I took a flashlight from the glove compartment of my car. When Hans returned carrying the records, wrapped in a couple of shirts, we set out along the road. The weather was typical for October, cold rain. Hans tucked the records inside his overcoat. Our hair was immediately soaked, and I said, "Oh, well, it's not that far." The flashlight beam made almost a solid tunnel out ahead, and rain could be seen etching across it slantwise. We bent into the wind and walked at as steady a pace as we could. Finally, still out on the road but directly across from the house, Hans threw his arm over my shoulder and said something, but I couldn't make it out. "What?" I shouted.

Hans cupped his hands over my ear and said, "This is the same kind of night our child was conceived. Tilda is quite certain of which night it is on the calendar. We were out on the road and we saw the library. Tilda had a key, so we escaped inside. We didn't leave till morning."

Hans then crossed the road, so there was no chance for me to reply, let alone take in his news. I hurried to catch up. There were a number of lights on. Thick gray smoke was torn to rags as it rose from the chimney, gone into the darkness. Hans waited on the porch, and when I joined him I opened the front door, heard the radio, stepped in and said, "Uncle Donald?"

From behind me I heard, "You're not sleepwalking, are you, Hans?"

"No, sir, I'm not," Hans said, laughing a little. "Why would you think so?"

I turned to see my uncle. He'd arrived unnoticed around the side of the house. Hans hadn't seen him yet; he half smiled and began to unbutton his overcoat, no doubt reaching for the gramophone records. That was when my uncle brought a toboggan runner down on Hans's head. The sound was sickening. I can't compare it to anything.

It took that one blow, is all. Hans collapsed on the porch. The gash was deep, and blood matted with the rain in his hair, and as my uncle stood there, almost transfixed by his deed, I punched him in the forehead, then punched him again near his left eye, and this caused him to drop the runner. I picked it up and struck my uncle with it across his knees, and he buckled but didn't fall. He stumbled back a few steps. Barely able to keep his balance, he said, "Blindsiding the man wasn't what I'd intended."
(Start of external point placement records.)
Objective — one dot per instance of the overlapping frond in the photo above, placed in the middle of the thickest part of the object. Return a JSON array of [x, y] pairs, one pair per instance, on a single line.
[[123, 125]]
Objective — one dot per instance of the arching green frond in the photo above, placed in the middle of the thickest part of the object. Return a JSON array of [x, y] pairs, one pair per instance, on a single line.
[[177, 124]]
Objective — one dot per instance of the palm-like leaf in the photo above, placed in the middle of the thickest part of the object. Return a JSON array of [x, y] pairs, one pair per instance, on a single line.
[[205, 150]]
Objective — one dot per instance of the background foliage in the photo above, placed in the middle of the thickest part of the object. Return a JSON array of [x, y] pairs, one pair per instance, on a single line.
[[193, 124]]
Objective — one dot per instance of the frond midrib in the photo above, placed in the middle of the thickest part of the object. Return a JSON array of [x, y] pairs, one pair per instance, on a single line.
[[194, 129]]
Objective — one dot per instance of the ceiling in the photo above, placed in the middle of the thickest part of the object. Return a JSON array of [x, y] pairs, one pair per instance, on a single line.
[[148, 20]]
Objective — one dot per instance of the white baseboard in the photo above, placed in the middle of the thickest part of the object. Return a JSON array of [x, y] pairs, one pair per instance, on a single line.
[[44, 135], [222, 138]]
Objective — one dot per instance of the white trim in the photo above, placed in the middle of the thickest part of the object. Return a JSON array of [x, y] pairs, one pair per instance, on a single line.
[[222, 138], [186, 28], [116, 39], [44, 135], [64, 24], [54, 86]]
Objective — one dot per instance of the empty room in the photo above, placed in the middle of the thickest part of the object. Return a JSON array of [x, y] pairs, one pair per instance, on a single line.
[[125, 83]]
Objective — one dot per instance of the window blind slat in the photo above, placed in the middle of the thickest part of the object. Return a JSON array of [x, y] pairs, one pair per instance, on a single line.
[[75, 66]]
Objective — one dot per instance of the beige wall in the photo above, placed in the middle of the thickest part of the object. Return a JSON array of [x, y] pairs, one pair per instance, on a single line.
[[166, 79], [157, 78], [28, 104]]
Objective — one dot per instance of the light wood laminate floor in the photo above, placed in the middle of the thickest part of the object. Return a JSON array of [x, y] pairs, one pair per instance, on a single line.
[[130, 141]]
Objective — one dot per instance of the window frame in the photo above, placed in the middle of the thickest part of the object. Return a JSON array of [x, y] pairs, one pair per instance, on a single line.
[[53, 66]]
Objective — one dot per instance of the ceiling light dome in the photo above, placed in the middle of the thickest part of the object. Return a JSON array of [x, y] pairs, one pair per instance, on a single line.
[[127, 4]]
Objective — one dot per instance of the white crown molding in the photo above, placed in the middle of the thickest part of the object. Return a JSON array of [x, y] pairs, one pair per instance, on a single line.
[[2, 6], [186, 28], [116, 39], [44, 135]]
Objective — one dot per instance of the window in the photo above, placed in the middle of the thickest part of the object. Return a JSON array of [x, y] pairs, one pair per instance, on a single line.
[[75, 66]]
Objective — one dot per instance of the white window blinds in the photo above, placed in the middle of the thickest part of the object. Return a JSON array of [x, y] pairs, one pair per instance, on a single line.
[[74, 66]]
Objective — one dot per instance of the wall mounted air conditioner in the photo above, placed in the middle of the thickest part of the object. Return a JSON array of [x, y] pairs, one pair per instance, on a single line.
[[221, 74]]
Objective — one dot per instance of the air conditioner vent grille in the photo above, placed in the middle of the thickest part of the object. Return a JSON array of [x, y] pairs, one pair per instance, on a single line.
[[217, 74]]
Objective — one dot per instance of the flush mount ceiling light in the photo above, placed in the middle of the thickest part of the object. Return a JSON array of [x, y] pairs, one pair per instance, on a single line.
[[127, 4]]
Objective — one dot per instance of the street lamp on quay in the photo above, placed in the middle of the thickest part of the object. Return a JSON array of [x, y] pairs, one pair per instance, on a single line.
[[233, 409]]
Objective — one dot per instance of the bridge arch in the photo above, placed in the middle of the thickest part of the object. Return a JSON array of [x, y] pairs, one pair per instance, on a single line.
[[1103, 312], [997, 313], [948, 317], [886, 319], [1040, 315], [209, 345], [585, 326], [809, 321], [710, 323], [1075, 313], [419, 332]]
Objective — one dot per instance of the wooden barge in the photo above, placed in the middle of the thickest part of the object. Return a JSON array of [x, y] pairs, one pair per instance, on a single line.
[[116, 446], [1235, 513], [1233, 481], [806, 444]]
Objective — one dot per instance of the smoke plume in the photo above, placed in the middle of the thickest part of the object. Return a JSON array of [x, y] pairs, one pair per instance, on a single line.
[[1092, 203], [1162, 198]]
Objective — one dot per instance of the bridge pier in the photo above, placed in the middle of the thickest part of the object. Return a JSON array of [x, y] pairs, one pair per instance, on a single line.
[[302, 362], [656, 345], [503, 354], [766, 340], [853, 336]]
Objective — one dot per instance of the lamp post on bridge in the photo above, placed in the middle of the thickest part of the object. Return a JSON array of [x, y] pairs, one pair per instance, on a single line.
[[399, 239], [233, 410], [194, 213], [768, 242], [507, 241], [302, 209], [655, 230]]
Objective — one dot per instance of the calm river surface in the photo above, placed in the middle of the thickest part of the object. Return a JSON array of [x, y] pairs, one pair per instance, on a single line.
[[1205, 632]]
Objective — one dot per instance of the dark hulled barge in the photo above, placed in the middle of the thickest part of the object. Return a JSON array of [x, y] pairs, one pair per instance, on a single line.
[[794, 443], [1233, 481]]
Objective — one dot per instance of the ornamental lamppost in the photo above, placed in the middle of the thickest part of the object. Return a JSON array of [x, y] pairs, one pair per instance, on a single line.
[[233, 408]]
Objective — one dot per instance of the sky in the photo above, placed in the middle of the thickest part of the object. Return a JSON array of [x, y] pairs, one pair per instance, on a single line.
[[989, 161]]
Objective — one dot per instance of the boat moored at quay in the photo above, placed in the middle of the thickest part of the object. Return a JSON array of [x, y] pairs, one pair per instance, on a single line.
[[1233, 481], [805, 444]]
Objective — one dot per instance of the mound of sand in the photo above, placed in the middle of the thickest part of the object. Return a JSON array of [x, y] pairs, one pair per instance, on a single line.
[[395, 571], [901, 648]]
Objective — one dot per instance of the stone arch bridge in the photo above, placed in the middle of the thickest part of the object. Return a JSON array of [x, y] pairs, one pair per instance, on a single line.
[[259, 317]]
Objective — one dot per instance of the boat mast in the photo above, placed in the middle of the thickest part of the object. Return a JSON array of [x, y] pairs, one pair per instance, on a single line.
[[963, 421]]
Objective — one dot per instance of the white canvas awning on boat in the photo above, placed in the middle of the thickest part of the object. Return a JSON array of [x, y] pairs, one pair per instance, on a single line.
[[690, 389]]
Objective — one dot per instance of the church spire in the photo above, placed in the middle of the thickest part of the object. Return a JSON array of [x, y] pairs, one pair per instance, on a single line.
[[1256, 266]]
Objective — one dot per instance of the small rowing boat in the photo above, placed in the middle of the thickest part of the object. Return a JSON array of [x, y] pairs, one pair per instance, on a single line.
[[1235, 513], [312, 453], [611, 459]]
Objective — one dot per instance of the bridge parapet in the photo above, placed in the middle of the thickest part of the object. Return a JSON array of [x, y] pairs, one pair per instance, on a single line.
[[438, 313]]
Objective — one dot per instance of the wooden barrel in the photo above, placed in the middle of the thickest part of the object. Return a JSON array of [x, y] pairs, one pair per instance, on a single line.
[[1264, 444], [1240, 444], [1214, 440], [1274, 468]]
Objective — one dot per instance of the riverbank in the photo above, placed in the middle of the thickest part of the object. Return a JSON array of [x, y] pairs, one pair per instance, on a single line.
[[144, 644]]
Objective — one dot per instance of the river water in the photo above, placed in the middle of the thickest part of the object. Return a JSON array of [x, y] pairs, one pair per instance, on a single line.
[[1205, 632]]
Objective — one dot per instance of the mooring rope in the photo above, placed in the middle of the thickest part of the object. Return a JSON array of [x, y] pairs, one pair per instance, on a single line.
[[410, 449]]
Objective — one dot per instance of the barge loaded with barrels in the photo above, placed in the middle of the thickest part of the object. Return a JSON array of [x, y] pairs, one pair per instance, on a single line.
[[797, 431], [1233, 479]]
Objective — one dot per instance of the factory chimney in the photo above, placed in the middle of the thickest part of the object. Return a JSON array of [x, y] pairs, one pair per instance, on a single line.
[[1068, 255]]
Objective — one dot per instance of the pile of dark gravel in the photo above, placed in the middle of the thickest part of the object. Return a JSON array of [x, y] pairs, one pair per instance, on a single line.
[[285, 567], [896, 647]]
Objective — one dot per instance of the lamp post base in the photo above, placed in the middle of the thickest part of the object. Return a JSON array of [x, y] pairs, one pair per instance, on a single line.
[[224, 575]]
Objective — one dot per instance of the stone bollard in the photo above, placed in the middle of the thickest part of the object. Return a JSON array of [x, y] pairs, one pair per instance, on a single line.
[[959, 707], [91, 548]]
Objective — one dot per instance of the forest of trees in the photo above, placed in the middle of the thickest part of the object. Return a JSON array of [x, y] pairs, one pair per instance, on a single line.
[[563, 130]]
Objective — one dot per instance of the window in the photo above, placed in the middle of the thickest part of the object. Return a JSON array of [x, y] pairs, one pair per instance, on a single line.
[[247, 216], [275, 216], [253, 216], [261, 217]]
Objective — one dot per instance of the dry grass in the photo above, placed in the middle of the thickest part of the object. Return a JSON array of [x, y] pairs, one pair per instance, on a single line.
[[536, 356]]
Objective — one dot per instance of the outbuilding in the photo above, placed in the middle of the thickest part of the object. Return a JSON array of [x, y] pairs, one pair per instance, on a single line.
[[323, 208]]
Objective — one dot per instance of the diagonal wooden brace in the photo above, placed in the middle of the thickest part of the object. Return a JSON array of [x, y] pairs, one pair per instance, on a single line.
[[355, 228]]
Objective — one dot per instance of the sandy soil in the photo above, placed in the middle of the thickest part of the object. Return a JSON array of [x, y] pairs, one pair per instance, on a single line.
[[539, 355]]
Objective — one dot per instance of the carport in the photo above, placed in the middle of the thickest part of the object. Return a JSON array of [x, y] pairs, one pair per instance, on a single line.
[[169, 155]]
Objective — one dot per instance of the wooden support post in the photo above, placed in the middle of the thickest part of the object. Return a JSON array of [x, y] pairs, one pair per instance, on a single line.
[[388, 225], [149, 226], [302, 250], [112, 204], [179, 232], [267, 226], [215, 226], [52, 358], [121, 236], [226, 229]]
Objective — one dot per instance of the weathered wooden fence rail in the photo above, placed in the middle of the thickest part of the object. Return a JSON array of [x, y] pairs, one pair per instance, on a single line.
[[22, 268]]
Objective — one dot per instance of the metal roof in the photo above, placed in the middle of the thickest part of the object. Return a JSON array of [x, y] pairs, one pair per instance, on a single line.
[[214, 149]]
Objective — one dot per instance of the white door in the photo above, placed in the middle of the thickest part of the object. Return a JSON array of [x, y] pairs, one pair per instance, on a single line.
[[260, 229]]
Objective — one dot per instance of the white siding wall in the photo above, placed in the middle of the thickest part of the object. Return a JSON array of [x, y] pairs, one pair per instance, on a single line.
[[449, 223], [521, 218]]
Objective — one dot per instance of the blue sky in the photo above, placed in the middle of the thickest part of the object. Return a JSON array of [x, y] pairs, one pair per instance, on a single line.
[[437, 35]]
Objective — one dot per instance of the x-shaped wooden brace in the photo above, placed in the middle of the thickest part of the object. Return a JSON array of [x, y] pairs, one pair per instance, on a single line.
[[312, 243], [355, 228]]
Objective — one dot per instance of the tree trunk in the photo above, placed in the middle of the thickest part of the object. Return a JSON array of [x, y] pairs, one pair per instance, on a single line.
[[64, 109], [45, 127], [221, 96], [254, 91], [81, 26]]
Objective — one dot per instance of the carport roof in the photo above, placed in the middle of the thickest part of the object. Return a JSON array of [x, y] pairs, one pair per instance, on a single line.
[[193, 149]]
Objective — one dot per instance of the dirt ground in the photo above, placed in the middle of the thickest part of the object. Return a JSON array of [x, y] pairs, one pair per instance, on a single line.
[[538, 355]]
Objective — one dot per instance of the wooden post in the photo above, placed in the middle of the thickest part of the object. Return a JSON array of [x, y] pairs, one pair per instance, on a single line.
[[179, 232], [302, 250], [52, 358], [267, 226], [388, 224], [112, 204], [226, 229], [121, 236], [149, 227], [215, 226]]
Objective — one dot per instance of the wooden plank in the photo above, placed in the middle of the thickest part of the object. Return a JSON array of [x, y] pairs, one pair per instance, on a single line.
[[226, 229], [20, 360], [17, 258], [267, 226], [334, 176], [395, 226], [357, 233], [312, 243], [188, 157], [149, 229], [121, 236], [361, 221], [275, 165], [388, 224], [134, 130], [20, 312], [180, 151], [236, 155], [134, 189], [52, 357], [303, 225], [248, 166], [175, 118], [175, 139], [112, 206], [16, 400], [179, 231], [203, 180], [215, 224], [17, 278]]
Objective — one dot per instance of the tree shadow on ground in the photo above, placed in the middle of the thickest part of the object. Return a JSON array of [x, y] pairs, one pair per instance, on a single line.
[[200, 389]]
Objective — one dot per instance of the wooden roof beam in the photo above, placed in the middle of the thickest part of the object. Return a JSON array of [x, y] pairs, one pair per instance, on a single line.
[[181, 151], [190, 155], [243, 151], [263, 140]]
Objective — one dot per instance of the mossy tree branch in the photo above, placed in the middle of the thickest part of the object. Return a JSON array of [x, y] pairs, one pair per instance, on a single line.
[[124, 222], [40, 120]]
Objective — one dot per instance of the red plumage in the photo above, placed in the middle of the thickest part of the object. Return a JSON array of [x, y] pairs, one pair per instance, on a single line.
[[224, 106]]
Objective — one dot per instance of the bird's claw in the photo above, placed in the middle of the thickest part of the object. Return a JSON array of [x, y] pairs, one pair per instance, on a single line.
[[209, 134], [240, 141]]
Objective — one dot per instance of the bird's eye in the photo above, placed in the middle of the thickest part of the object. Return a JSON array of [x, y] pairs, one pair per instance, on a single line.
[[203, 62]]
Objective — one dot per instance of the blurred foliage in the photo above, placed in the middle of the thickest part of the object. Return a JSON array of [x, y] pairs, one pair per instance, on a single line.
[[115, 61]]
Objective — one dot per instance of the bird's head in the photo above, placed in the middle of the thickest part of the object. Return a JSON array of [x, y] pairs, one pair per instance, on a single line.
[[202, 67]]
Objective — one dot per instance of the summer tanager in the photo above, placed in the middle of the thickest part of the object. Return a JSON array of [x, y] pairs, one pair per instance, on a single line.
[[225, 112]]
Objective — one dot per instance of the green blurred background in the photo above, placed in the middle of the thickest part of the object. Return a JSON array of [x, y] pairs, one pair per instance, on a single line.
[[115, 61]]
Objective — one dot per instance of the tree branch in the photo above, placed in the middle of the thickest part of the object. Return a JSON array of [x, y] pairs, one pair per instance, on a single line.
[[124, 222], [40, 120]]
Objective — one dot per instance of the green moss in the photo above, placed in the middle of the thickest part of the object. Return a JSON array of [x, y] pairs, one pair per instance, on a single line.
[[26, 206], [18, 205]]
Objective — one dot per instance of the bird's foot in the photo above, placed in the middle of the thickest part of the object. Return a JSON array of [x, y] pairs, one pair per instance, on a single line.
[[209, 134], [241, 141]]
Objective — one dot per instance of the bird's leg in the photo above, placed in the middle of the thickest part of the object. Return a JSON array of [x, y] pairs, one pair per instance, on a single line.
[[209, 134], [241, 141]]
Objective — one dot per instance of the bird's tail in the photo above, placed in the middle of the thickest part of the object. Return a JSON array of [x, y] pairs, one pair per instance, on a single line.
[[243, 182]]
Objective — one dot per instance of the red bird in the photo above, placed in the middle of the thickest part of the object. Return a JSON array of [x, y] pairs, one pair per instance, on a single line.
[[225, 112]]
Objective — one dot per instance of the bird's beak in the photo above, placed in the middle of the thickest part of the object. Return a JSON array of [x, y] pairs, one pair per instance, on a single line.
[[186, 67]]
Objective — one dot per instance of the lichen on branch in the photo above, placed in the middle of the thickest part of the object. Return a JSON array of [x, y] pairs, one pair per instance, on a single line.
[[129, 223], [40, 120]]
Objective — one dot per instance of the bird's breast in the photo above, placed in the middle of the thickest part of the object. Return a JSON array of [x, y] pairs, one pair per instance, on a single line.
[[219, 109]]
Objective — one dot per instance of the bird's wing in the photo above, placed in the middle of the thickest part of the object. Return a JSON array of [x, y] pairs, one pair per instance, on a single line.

"You wanted to look him in the face, is that it, Uncle Donald? What'd Hans Mohring ever do to harm you?"

I went unsteadily down the porch steps. Then I vomited, violently, and dropped the runner. Neither my uncle nor I picked it up again. I leaned against the house and retched my guts up, and the only thought I had was, Tilda might've seen this.

I stepped back up to the porch. Hans lay on his back, his face ghostly in the porch light. He loosed a kind of gurgling moan, blood frothed on his tongue and dribbled down his chin, his right arm twitched, his mouth opened and closed with a popping smack of his lips, twice, three times, like he was attempting to catch raindrops. My uncle reached into his back trouser pocket, removed his World War I revolver, pressed it against Hans's chest, said "Mercy on his soul," and pulled the trigger. The shot was muffled by Hans's overcoat and the gramophone records inside. Hans jolted, arching his back, then fell flat to the porch again. Even I, who'd never seen a dead person close up, outside a coffin, knew that Hans Mohring was dead.

My uncle tossed aside the revolver. He slapped my face hard and said, "Pull yourself together, Nephew!"

Things then seemed to happen in a dream—I mean, in the way a dream can tamper with all common sense, make you feel you're both participating in something and watching at some remove.